First stage is defining the structure of the market. This is a slippery slope and most of the traders fail to climb this. Structure is simply a frame work within which the market moves. Imagine a foot ball field. There are certain rules under which the game is played. If you are not aware of these rules, you will think that the moves are random. Markets do not have such hard and fast rules, yet you need to define a framework to trade it.
Nobody knows the exact structure of the market. Indicators, Market Profile, MAs, Elliot waves, Gann etc etc are all attempts to define the structure of the market. We need to define this structure and identify the "Actionable" price levels where we can initiate trades.Observe and ensure price is respecting these levels repeatedly and these levels are “Actionable”.There is no point in proceeding any further without total trust in your defined structure.

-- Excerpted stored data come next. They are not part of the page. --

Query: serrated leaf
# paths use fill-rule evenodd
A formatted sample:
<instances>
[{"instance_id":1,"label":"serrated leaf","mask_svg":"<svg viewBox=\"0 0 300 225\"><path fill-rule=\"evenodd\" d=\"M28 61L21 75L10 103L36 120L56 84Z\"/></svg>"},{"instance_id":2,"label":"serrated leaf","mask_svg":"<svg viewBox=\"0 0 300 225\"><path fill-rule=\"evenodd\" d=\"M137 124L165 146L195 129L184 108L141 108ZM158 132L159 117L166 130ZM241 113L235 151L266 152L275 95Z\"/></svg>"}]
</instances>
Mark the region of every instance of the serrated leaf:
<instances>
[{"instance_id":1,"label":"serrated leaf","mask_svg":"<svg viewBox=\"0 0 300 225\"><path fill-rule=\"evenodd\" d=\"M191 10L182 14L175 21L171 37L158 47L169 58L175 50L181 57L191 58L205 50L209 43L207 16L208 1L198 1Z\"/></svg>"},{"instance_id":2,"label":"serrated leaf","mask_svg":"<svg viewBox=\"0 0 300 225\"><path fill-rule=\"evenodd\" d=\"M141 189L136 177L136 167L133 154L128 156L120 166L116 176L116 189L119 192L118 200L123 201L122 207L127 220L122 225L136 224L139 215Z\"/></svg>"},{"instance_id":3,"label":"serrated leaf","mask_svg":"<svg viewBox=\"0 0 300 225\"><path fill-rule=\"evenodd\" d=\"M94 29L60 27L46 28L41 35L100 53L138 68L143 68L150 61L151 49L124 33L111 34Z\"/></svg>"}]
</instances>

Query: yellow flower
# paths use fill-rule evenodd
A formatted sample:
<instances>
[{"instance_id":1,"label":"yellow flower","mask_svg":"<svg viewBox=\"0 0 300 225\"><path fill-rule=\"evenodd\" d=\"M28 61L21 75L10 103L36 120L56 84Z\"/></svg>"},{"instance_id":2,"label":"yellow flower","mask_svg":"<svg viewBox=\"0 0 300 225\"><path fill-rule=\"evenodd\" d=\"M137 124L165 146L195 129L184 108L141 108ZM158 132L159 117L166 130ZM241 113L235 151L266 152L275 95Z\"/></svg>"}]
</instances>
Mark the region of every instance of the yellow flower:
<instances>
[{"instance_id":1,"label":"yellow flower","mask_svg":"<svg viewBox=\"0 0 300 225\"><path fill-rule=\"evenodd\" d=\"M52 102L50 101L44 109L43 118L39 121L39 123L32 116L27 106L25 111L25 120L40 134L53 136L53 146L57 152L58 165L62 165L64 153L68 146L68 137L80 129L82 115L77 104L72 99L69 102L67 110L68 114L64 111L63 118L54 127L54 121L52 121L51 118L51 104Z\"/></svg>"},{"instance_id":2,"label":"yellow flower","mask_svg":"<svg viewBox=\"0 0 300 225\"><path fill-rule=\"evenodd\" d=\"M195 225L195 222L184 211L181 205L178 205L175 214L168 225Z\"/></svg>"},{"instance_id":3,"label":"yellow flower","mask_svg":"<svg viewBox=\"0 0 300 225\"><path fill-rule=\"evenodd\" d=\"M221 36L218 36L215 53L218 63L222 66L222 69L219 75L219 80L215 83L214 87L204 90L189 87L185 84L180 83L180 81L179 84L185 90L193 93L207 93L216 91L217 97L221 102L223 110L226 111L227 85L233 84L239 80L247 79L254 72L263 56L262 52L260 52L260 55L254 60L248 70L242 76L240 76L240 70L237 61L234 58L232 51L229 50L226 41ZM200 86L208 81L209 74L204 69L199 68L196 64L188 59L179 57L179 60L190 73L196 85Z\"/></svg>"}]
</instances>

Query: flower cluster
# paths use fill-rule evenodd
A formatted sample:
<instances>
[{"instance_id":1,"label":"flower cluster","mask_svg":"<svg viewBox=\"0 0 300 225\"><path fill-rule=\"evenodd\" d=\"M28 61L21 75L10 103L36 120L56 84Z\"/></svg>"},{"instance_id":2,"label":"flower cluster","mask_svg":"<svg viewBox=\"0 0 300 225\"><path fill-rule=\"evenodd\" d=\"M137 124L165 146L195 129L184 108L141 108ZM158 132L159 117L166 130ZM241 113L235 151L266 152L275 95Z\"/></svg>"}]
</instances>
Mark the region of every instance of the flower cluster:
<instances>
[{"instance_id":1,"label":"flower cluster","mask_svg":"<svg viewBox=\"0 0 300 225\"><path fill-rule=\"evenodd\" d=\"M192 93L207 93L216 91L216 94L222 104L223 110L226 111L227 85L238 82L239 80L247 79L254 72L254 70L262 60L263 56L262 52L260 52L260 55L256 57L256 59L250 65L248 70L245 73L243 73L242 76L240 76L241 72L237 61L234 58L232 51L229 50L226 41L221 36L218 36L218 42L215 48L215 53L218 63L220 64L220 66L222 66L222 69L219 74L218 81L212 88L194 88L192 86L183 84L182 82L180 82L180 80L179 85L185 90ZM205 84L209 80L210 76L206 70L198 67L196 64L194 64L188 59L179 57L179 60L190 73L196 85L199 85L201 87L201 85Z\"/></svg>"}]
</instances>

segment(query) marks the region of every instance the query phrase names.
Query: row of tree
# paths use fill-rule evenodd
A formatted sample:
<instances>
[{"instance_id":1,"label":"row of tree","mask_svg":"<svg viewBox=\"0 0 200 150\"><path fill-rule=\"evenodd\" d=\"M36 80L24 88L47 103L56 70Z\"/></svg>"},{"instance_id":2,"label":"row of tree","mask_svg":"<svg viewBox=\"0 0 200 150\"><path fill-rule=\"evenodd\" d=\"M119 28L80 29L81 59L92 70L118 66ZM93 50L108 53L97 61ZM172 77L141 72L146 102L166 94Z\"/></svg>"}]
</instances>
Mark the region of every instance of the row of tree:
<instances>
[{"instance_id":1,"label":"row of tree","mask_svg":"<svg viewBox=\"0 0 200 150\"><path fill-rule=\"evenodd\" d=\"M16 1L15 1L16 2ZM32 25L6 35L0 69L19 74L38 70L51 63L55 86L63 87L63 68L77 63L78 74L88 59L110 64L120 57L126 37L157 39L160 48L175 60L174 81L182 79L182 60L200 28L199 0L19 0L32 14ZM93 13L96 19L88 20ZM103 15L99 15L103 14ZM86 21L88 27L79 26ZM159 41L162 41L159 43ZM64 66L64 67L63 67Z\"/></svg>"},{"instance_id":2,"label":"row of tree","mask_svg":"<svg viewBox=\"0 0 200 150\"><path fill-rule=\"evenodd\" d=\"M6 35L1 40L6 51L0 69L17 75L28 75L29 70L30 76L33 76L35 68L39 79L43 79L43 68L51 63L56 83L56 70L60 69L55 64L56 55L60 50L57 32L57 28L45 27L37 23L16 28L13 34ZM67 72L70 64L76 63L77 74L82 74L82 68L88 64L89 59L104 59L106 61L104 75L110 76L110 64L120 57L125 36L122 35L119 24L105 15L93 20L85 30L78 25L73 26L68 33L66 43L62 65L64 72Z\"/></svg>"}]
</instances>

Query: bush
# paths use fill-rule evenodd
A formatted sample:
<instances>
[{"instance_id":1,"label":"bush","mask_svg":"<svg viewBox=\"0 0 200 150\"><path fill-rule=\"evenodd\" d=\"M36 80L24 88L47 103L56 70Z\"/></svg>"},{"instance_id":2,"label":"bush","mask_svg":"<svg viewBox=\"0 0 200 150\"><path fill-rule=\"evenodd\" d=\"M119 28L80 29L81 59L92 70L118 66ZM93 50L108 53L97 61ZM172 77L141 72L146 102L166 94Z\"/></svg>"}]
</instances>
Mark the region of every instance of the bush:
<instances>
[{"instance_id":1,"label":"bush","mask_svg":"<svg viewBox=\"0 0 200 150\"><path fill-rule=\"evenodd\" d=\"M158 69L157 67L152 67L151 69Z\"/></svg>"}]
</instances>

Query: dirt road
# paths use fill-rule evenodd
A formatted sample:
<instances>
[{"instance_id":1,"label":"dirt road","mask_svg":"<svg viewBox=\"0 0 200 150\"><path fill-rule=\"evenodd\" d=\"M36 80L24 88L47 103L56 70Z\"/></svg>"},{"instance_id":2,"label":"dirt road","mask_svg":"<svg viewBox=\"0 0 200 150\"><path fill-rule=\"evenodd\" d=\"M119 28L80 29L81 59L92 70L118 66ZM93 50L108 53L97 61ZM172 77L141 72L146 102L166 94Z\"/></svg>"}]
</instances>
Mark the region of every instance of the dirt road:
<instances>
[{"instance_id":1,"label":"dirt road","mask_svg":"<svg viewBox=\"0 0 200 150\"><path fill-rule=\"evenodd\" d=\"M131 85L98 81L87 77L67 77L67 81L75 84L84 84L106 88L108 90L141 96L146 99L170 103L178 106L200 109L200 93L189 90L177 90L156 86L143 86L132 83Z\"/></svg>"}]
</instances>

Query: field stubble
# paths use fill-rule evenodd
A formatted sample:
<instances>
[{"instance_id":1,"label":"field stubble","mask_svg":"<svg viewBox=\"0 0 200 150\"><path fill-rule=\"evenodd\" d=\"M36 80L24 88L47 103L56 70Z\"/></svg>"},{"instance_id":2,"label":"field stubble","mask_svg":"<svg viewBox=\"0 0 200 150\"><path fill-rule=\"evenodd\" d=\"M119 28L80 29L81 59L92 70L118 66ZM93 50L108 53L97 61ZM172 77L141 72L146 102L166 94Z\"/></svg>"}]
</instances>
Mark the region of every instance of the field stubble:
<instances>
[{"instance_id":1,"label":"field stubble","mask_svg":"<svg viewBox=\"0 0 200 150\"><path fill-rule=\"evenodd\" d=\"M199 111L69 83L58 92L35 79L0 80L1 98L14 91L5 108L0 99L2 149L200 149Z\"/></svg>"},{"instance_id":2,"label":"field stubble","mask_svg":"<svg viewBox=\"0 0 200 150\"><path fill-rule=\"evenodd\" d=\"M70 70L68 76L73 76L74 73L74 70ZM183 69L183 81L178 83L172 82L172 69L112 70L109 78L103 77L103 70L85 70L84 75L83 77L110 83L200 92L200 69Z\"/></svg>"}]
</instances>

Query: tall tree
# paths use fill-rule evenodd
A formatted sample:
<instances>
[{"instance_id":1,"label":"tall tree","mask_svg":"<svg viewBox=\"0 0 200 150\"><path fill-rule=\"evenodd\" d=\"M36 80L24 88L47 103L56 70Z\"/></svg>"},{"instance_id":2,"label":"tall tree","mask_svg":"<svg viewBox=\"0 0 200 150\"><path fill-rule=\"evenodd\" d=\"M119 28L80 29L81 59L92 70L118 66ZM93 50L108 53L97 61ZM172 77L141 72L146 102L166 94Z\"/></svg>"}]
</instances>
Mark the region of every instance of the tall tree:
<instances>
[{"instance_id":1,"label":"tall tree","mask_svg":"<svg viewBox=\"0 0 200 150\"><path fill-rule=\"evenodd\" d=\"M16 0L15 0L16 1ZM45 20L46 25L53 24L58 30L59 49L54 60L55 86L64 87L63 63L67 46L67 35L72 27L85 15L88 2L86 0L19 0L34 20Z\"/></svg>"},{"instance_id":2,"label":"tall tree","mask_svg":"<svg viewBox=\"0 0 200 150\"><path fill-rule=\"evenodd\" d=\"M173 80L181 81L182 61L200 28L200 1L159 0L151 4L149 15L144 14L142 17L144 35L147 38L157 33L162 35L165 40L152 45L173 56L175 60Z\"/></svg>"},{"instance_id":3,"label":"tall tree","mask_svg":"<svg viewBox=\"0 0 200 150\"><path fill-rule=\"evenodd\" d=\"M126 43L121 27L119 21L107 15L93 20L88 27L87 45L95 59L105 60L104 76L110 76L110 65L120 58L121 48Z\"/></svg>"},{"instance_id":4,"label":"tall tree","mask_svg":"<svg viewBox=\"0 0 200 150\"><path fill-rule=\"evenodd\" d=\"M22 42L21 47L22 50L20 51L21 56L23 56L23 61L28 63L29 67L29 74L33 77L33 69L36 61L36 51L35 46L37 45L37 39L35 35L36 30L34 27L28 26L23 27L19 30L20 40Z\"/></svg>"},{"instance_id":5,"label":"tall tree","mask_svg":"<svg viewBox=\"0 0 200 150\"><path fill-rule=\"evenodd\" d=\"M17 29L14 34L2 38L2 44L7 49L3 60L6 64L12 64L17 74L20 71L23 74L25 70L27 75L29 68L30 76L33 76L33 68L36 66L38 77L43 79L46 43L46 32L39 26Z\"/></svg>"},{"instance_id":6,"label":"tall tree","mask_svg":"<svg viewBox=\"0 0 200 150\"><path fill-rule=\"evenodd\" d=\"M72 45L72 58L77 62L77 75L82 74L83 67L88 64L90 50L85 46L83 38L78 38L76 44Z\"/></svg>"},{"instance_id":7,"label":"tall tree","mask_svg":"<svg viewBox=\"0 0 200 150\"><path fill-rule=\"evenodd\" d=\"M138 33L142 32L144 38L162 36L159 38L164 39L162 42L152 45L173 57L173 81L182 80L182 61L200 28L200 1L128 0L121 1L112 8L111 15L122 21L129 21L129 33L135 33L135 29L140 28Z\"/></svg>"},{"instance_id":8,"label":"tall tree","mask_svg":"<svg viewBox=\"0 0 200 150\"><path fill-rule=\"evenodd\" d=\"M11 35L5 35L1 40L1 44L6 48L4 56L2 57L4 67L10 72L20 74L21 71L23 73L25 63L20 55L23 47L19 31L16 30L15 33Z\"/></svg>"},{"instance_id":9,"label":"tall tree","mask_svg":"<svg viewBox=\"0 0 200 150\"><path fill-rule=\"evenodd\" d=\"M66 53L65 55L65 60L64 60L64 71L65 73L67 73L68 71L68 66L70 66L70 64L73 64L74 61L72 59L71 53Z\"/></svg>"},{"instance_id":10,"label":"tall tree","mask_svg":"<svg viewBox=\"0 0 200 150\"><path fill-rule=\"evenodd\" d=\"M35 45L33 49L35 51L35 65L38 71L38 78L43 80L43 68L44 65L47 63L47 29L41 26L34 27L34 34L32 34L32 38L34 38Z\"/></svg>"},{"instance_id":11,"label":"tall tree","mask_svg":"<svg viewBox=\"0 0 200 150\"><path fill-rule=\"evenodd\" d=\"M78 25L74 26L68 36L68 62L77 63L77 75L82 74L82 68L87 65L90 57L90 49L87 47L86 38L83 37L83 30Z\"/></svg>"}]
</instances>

I Consider Market to move between levels which I call Decision Points. Observing a lot of charts, I am convinced that Market respects these levels repeatedly and these levels are “Actionable”.
The second stage is deciding upon the methods to trade the price moves within the defined structure. This is all about tactics. This is relatively easy part and can be achieved with a little bit of trial and error. Interestingly many traders think this is the most important stage and try to trade without properly defining the Market Structure. I have seen people trading candle patterns paying no attention to the location. I trade patterns like TST, BOF, BPB and FTC at Decision points.
The next stage is Decisive Action. This is going to be another slippery slope. Having defined the structure and identified the tactics to trade, we need massive action. We need to acquire the ability to take the right action at the right time. It is going to take some time and we need to preserve our capital and survive the learning curve. Visualization can be very helpful during this stage. We may need to address many issues related to poor money management, trade management and psychological issues such as impatience, fear and greed.
There will be set backs. Instead of identifying the cause and rectifying it, many traders come back to stage two and start dealing with patterns again or worse start defining their structure again putting themselves all the way back to stage one. Trading Consistency will remain elusive for them.